E prima di lui un altro viceré, Wirk Daun, per il decoro del suo palazzo, opera di Luca von Hildebrand, non ebbe esitazioni a servirsi dei maggiori napoletani, incaricandosi anche di stabilire soggiorni di apprendistato presso il laboratorio di Solimena; era nota la ritrosia del maestro a viaggiare: mai si mosse da Napoli e una sola volta (come abbiamo prima accennato) vide la cupola di San Pietro. L'attenzione investe in primo luogo Luca Giordano, presente alla mostra con La Crocifissione, un bozzetto splendido per scioltezza del tratto e mobilità della scena, Solimena e Giacomo del Po.
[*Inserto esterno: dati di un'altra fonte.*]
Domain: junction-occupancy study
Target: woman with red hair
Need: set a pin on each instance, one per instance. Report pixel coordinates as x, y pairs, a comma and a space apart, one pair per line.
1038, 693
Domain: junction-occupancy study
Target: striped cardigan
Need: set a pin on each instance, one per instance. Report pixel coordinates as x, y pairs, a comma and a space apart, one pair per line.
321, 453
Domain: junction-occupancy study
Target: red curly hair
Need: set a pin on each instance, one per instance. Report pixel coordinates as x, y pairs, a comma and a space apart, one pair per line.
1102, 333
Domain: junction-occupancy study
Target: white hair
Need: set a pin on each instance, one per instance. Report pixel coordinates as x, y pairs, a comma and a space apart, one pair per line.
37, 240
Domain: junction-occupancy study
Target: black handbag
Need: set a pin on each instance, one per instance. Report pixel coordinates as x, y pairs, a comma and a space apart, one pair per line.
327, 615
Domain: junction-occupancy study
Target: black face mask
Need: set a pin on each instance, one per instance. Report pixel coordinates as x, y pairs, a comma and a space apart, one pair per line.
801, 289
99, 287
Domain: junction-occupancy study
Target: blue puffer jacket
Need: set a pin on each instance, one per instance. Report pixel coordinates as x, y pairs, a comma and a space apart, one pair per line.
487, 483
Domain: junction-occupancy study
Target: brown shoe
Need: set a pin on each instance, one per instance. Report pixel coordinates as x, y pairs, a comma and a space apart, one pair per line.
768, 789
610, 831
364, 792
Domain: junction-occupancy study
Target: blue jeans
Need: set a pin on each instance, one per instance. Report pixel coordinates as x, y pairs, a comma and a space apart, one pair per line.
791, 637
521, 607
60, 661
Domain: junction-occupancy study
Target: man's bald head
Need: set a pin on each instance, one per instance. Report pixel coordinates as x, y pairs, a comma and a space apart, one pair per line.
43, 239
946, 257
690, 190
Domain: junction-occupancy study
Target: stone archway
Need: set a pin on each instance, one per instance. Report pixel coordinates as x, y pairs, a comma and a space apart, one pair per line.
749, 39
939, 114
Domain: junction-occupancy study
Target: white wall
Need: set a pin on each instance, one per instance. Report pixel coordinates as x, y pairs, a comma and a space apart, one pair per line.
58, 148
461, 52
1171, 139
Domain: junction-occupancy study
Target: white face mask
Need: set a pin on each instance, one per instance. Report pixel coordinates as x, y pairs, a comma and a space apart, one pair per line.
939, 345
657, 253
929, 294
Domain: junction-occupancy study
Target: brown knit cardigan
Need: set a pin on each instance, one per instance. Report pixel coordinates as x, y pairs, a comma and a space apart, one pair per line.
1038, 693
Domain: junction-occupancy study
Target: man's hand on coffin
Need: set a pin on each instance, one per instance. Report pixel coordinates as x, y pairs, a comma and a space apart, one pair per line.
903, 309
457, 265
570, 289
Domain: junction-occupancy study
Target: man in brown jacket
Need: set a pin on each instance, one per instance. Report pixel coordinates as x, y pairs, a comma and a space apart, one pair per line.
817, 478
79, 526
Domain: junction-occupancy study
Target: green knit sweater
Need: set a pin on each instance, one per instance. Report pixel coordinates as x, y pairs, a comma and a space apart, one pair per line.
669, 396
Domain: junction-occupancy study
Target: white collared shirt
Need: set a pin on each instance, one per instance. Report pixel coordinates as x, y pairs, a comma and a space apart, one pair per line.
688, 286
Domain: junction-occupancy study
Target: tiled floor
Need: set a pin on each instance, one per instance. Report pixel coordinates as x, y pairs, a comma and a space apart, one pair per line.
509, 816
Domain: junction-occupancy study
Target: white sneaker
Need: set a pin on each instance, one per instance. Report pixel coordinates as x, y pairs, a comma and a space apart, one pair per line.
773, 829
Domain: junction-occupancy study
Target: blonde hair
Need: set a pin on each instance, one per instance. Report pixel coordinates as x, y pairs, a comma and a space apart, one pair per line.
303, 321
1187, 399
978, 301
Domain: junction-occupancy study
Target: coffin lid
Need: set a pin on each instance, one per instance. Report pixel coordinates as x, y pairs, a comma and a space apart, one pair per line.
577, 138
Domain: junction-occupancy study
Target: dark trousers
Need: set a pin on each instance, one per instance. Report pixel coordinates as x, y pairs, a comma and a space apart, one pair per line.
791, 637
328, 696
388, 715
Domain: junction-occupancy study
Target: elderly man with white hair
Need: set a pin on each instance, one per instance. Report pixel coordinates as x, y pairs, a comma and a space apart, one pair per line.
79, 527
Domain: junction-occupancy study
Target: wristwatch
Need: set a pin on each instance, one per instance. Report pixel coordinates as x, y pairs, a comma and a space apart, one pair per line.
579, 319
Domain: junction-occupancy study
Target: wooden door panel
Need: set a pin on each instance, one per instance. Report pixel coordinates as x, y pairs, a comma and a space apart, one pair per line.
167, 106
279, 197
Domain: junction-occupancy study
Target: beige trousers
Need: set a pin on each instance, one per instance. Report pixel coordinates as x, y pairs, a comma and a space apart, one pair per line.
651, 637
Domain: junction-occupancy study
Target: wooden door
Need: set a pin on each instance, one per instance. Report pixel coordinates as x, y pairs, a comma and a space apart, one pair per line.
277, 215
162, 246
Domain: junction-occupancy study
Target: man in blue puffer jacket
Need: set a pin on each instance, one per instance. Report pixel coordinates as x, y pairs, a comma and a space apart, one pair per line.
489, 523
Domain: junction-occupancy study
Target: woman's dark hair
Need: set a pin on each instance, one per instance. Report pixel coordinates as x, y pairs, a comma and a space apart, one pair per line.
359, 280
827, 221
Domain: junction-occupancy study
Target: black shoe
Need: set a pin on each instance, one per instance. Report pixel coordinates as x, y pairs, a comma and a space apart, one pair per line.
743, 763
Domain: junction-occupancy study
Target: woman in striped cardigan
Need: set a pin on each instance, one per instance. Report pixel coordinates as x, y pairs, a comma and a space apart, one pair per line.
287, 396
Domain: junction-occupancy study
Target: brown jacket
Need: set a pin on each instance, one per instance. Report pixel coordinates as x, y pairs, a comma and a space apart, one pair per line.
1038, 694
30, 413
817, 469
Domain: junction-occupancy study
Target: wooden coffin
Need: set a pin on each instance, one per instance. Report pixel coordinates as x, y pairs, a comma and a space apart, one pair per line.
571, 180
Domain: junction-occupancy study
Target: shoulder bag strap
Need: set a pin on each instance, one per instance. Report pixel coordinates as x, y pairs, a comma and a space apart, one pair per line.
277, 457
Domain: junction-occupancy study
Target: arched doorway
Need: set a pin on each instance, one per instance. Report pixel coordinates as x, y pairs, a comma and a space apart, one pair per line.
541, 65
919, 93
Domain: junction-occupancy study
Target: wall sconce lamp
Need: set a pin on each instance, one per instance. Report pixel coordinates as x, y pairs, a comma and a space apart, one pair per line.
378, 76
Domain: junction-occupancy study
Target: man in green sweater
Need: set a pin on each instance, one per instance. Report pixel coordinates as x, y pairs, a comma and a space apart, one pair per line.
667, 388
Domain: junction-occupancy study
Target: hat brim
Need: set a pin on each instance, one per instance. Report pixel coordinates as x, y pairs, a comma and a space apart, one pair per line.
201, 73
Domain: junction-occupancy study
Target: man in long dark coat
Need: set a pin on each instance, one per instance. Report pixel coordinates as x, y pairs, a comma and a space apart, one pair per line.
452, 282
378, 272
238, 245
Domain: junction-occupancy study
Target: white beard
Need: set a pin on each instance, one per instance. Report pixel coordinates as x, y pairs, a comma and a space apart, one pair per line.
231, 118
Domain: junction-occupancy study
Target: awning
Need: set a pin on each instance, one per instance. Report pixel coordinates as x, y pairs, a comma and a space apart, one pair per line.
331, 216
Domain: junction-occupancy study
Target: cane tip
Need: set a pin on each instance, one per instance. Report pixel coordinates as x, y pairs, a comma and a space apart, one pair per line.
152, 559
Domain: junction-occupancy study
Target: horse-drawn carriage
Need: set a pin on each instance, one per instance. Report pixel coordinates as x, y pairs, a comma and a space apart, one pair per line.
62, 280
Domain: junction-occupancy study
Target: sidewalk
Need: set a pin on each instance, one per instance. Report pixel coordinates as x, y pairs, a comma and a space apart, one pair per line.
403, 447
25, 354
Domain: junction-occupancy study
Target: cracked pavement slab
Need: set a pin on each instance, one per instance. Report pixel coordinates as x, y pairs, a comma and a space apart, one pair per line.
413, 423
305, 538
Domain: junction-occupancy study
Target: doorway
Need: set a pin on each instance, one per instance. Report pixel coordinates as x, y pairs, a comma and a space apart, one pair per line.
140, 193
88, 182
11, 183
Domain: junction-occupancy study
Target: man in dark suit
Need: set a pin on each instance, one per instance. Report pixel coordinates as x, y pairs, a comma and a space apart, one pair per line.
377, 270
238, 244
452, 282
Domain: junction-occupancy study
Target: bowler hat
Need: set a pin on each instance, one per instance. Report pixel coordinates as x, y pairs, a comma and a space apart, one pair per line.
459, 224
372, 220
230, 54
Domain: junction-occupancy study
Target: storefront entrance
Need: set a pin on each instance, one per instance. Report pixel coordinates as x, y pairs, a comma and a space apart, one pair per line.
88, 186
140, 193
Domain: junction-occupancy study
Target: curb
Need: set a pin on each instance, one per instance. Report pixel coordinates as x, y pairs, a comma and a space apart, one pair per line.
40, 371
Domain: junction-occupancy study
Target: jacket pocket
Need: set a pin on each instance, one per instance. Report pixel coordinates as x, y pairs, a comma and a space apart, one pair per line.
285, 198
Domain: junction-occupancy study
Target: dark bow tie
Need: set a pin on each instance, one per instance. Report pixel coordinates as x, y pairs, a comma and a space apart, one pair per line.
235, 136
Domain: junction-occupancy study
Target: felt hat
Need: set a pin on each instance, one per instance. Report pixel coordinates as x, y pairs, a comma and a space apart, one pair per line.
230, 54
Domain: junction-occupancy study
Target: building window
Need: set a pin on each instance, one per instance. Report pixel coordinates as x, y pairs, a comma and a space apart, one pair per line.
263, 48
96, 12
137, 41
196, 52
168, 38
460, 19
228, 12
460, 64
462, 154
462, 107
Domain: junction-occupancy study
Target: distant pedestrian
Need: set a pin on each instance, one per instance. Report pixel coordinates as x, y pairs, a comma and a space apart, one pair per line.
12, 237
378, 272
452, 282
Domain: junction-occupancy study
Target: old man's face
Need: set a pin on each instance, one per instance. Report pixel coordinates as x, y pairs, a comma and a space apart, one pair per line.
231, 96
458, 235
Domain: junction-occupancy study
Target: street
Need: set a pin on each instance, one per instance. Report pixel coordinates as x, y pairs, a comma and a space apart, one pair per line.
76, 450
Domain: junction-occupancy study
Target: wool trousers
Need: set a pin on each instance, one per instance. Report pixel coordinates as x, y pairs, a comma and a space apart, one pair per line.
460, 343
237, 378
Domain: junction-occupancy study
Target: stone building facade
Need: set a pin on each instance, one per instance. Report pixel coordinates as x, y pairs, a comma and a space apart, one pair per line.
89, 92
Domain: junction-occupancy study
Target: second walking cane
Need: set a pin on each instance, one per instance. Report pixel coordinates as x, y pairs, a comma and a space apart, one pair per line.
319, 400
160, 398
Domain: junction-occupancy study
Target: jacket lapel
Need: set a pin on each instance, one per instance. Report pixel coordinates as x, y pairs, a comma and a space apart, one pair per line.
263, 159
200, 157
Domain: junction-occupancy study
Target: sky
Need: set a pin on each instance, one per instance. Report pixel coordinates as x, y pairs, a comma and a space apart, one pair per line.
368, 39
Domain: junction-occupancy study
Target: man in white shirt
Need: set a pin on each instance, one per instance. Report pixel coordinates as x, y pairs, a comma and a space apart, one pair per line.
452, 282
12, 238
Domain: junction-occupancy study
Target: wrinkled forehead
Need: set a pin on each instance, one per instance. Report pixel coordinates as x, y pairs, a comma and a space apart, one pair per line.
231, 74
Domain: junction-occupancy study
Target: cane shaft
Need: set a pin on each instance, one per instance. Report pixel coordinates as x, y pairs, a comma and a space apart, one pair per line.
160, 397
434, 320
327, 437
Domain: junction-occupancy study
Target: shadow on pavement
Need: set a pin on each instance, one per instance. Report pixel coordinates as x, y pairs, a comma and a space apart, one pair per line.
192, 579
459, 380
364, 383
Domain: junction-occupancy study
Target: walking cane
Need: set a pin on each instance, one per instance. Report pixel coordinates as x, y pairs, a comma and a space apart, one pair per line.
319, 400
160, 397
Ben presto però la pittura napoletana operò una lenta conquista dell'area danubiana con un crescendo di commesse ed un allargarsi progressivo della rosa degli artisti privilegiati: Paolo de Matteis, Nicola Maria Rossi, Francesco Paresi, con le loro tele conquistarono un loro spazio nelle residenze di Vienna e in quelle suburbane.
Una cosa è certa: su tutti in questa mostra prevale Solimena, che al centro e al di sopra si pone di ogni schieramento, giocando sulla tastiera dell'allegoria e del mito, del ritratto e della pittura religiosa (Mitteleuropa napoletana di Cesare De Seta su Il Mattino, 2 aprile 1994).
La mostra è arricchita inoltre da alcuni begli oggetti in ceramica, argento e corallo e nella sezione grafica spicca la splendida incisione Il palazzo di Tarsia di Domenico Antonio Vaccaro; sono una novità le dieci incisioni sul tema della cuccagna.